La situation dans la tenue de la CAN 2028 inquiète en interne, tant le cahier des charges est lourd et le temps désormais compté. Une édition qui devrait être la dernière avant le passage à une CAN tous les quatre ans. Mais les candidats ne se bousculent pas au portillon de la CAF, même si au demeurant des pays comme l’Egypte, l’Algérie ou l’Afrique du sud peuvent postuler.
En effet, l’Égypte dispose de l’expérience et des infrastructures, mais ne semble pas faire preuve d’un enthousiasme débordant pour jouer à nouveau les pompiers de service, comme en 2019. L’Algérie, également, pourtant solide sportivement et structurellement, semble partir de loin «politiquement».
L’Afrique du Sud, enfin, régulièrement citée, traverse une période économique délicate et, sa volonté réelle de s’engager reste floue. Sans elle, une candidature régionale Botswana–Namibie–Afrique du Sud, récemment évoquée serait vouée à l’échec en raison des disparités sur le plan des infrastructures.
Toutefois d’autres options comme celle de l’Ethiopie seront intéressantes à étudier. Car parmi les candidatures officielles, figure celle de l’Ethiopie. Le pays connaît une forte dynamique économique, construit le plus grand aéroport d’Afrique, compte 128 millions d’habitants passionnés de football et dispose d’une dizaine de stades de plus de 15 000 places. Problème majeur : aucun n’est actuellement homologué par la CAF. Les travaux nécessaires seraient colossaux, coûteux, et… irréalistes à mener en moins de trois ans.

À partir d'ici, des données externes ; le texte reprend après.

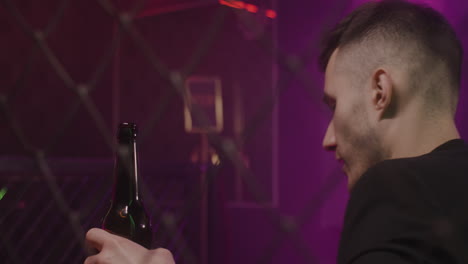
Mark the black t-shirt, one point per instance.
(410, 210)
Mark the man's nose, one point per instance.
(329, 140)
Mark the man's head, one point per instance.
(391, 68)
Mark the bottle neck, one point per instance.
(126, 173)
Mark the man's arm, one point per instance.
(118, 250)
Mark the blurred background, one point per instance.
(71, 70)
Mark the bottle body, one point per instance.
(127, 216)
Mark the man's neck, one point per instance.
(413, 136)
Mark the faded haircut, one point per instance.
(411, 25)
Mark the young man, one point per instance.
(392, 75)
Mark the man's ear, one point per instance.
(382, 92)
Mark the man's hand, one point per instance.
(118, 250)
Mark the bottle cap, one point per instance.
(127, 131)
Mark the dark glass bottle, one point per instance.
(127, 216)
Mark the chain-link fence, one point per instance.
(75, 69)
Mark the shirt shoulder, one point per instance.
(396, 207)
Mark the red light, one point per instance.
(233, 3)
(251, 8)
(270, 13)
(248, 7)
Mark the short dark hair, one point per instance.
(422, 24)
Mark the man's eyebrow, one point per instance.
(327, 99)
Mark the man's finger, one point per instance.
(91, 260)
(96, 237)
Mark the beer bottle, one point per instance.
(127, 216)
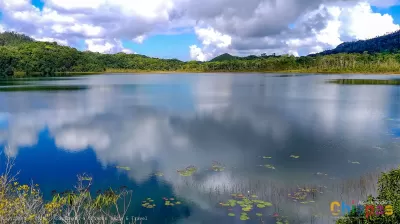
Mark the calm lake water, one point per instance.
(340, 135)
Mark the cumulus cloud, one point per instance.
(235, 26)
(106, 46)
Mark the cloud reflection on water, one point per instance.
(231, 119)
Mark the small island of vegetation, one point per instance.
(23, 56)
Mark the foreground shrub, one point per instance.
(388, 191)
(25, 203)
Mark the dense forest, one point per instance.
(21, 55)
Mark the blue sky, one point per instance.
(209, 30)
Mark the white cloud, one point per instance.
(197, 54)
(360, 22)
(106, 46)
(384, 3)
(237, 27)
(139, 39)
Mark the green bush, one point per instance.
(388, 191)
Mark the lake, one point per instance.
(260, 135)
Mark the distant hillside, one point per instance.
(12, 38)
(21, 55)
(224, 57)
(228, 57)
(386, 43)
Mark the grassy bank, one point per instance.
(385, 208)
(22, 203)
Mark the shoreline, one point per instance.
(135, 72)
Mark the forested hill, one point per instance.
(21, 55)
(386, 43)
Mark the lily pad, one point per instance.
(159, 174)
(87, 178)
(269, 166)
(217, 167)
(148, 203)
(123, 167)
(244, 218)
(188, 171)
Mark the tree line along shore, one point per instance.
(22, 56)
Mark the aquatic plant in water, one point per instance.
(188, 171)
(123, 167)
(171, 202)
(217, 167)
(269, 166)
(159, 174)
(247, 204)
(148, 203)
(303, 195)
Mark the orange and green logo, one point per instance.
(362, 208)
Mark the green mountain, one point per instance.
(21, 55)
(224, 57)
(386, 43)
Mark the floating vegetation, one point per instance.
(188, 171)
(365, 81)
(281, 220)
(123, 167)
(321, 174)
(148, 203)
(41, 88)
(269, 166)
(159, 174)
(171, 202)
(86, 178)
(303, 195)
(246, 204)
(217, 167)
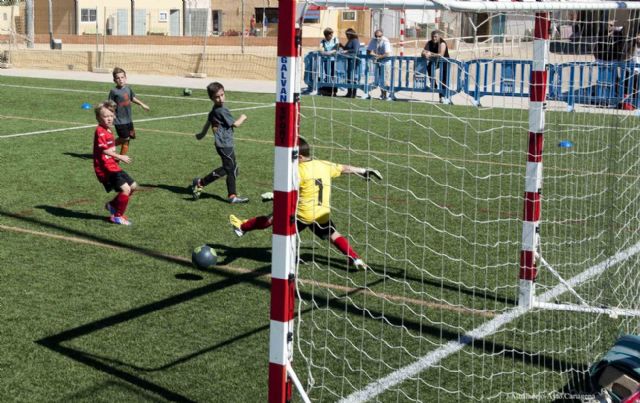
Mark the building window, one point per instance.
(88, 15)
(348, 16)
(266, 16)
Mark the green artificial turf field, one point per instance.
(91, 311)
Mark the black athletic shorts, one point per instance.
(322, 231)
(116, 180)
(126, 131)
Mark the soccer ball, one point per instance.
(204, 257)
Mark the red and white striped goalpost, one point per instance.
(285, 193)
(533, 179)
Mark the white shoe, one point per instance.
(360, 264)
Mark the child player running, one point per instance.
(105, 164)
(314, 196)
(223, 124)
(123, 96)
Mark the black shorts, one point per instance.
(116, 180)
(322, 231)
(126, 131)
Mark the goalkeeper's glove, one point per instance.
(369, 174)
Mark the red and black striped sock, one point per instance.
(343, 244)
(260, 222)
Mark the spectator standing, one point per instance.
(379, 49)
(329, 46)
(435, 50)
(351, 50)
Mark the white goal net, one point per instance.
(437, 315)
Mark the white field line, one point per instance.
(365, 110)
(138, 94)
(429, 360)
(137, 120)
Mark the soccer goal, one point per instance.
(488, 276)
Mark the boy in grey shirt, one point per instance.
(223, 123)
(123, 96)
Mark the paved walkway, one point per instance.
(146, 79)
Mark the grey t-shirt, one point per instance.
(122, 97)
(221, 118)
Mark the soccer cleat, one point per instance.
(236, 223)
(360, 264)
(120, 220)
(196, 189)
(233, 199)
(110, 208)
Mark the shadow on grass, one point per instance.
(259, 279)
(67, 213)
(400, 274)
(78, 155)
(189, 277)
(183, 190)
(231, 254)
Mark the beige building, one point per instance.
(8, 17)
(124, 17)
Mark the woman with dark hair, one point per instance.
(433, 50)
(351, 50)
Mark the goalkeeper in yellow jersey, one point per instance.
(314, 209)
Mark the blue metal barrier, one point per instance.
(417, 74)
(599, 83)
(593, 83)
(497, 78)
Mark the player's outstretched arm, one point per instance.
(204, 131)
(366, 173)
(112, 153)
(139, 102)
(240, 120)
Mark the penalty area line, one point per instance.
(400, 375)
(271, 105)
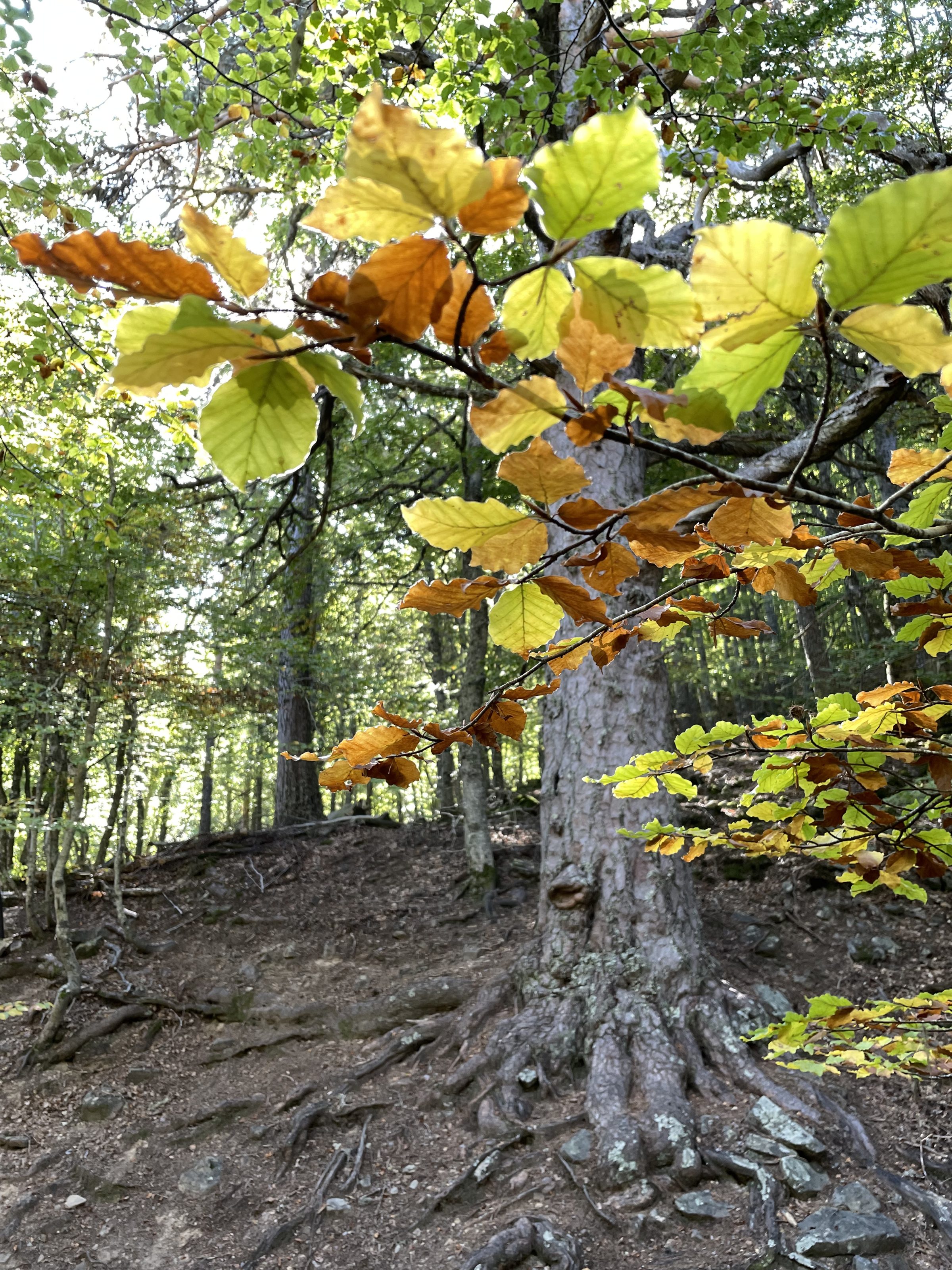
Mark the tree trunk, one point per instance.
(298, 795)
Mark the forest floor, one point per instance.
(162, 1145)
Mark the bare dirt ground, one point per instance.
(295, 967)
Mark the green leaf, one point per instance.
(606, 169)
(262, 422)
(532, 309)
(743, 375)
(181, 357)
(896, 241)
(524, 619)
(325, 369)
(653, 308)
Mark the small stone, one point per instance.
(774, 999)
(833, 1233)
(701, 1206)
(202, 1178)
(803, 1180)
(857, 1198)
(101, 1105)
(776, 1123)
(762, 1146)
(578, 1149)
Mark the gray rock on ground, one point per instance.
(779, 1124)
(701, 1206)
(857, 1198)
(832, 1232)
(202, 1178)
(801, 1179)
(101, 1105)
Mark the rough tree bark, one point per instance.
(298, 795)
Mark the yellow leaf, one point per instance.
(757, 273)
(479, 310)
(589, 355)
(521, 544)
(908, 465)
(539, 473)
(431, 173)
(217, 246)
(532, 310)
(404, 286)
(647, 306)
(503, 204)
(524, 619)
(903, 336)
(452, 522)
(521, 412)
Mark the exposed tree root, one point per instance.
(530, 1236)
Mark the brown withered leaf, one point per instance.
(585, 352)
(86, 260)
(445, 740)
(874, 562)
(381, 712)
(329, 291)
(660, 549)
(591, 427)
(607, 646)
(539, 473)
(705, 568)
(737, 628)
(786, 581)
(584, 514)
(495, 350)
(403, 286)
(480, 312)
(541, 690)
(742, 521)
(610, 564)
(503, 204)
(574, 600)
(395, 772)
(375, 743)
(450, 597)
(663, 511)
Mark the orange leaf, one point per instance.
(395, 772)
(606, 567)
(450, 597)
(584, 514)
(539, 473)
(589, 429)
(742, 521)
(374, 742)
(587, 354)
(660, 549)
(577, 602)
(663, 511)
(738, 628)
(873, 562)
(708, 570)
(83, 260)
(502, 206)
(404, 286)
(541, 690)
(495, 350)
(607, 646)
(329, 291)
(479, 310)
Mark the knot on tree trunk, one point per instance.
(572, 889)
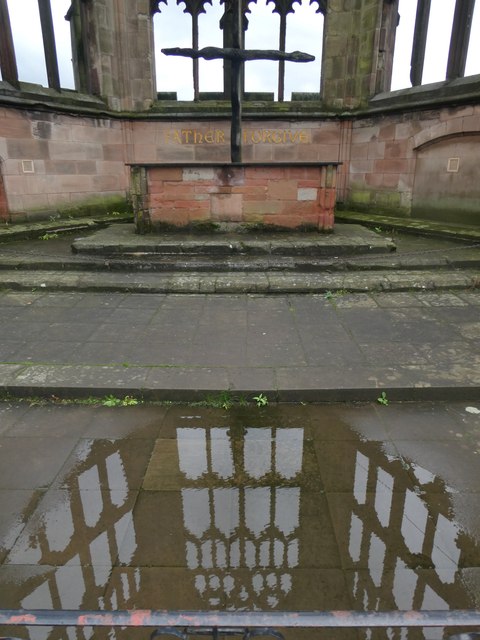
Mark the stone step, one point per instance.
(121, 240)
(453, 259)
(259, 282)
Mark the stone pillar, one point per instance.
(117, 51)
(359, 36)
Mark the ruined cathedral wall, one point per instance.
(60, 164)
(421, 163)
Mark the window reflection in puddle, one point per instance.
(243, 518)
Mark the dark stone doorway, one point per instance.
(3, 198)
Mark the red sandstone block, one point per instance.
(166, 173)
(251, 191)
(387, 132)
(227, 208)
(269, 173)
(282, 189)
(257, 207)
(374, 179)
(456, 112)
(390, 180)
(399, 149)
(178, 193)
(290, 222)
(391, 165)
(206, 189)
(471, 123)
(361, 166)
(191, 204)
(178, 218)
(257, 182)
(309, 184)
(376, 150)
(298, 173)
(15, 128)
(326, 222)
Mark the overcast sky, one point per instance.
(173, 28)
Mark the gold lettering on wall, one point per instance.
(250, 136)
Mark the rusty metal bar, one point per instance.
(250, 619)
(419, 42)
(8, 63)
(462, 23)
(48, 35)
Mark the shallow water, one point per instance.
(357, 507)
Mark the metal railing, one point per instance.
(247, 624)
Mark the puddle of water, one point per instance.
(306, 508)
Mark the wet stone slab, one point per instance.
(279, 508)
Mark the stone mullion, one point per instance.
(8, 63)
(49, 47)
(462, 23)
(419, 42)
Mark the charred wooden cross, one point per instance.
(237, 56)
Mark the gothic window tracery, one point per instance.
(277, 14)
(21, 42)
(443, 39)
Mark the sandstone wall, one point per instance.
(423, 162)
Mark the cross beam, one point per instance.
(238, 56)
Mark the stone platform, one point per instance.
(348, 239)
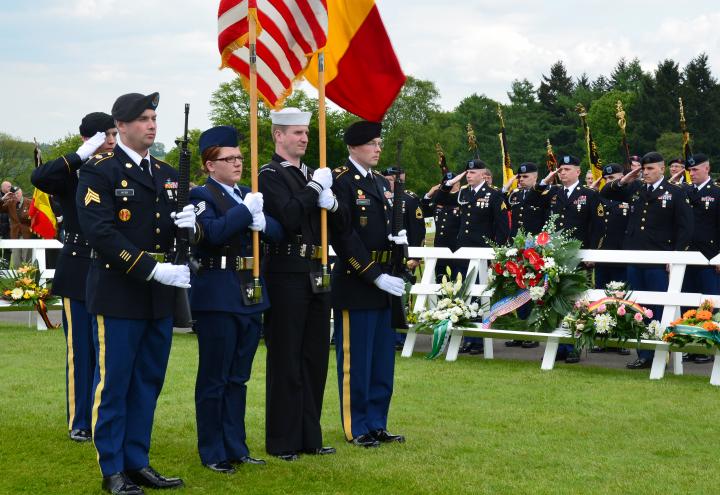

Le Maroc qui a vécu la plus décevante expérience de sa vie avec l’organisation de la CAN qui vient de se terminer sur sol, hésitera quatre fois avant de postuler. Mais là aussi, le doute s’installe. La finale houleuse entre le Sénégal et le Maroc a laissé une trace profonde. La fin de tournoi chaotique a terni l’image de l’édition et aurait refroidi l’enthousiasme marocain d’après le journaliste d’investigation Romain Molina. «En haut, on te dit : « elle est pour le Maroc » (la CAN 2028, ndlr). Mais Fouzi Lekjaa avait dit pourquoi on l’organiserait ? ». Une CAN, ça rapporte beaucoup d’argent à la CAF mais, pour le pays- hôte, ça coûte cher. Il n’y avait pas non plus un enthousiasme. Ils ont dit « si on la gagne en 2025, il yaura l’enthousiasme politique et ça va générer plein de choses pour le pays ». Malheureusement les choses se sont passées autrement pour le Royaume et on voit d’ici les réticences qui vont en découler.
Si rien ne vient infirmer les récentes rumeurs de désistement pour l’organisation de la CAN féminine 2026, on voit mal le Maroc replonger immédiatement pour une seconde CAN ; celle-ci pourrait toutefois lui servir de dernier galop d’essai avant la coupe du monde 2030 qu’il va coorganiser avec l’Espagne et le Portugal. Comme on le voit, la faîtière du football continental n’est pas encore sortie de l’ornière car avec la toile sombre qui entoure l’édition 2028, il y a également la plus proche qui avance à grands pas en 2027. En effet pour cette CAN coorganisée par le Kenya, l’Ouganda et la Tanzanie, des doutes persistent avec des chantiers qui avancent lentement.
Certains évoquent même une fusion des éditions 2027 et 2028 ou un glissement des éditions, scénario qui rappelle le grand chamboulement de 2019, lorsque le Cameroun avait été retiré de l’organisation au profit de l’Égypte, provoquant ensuite le report de la CAN 2021 à 2023 en Côte d’Ivoire. Après avoir imposé une CAN en hiver, puis décidé de la passer tous les quatre ans, la CAF va devoir assumer ses choix et faire preuve, une nouvelle fois, de créativité et de pragmatisme.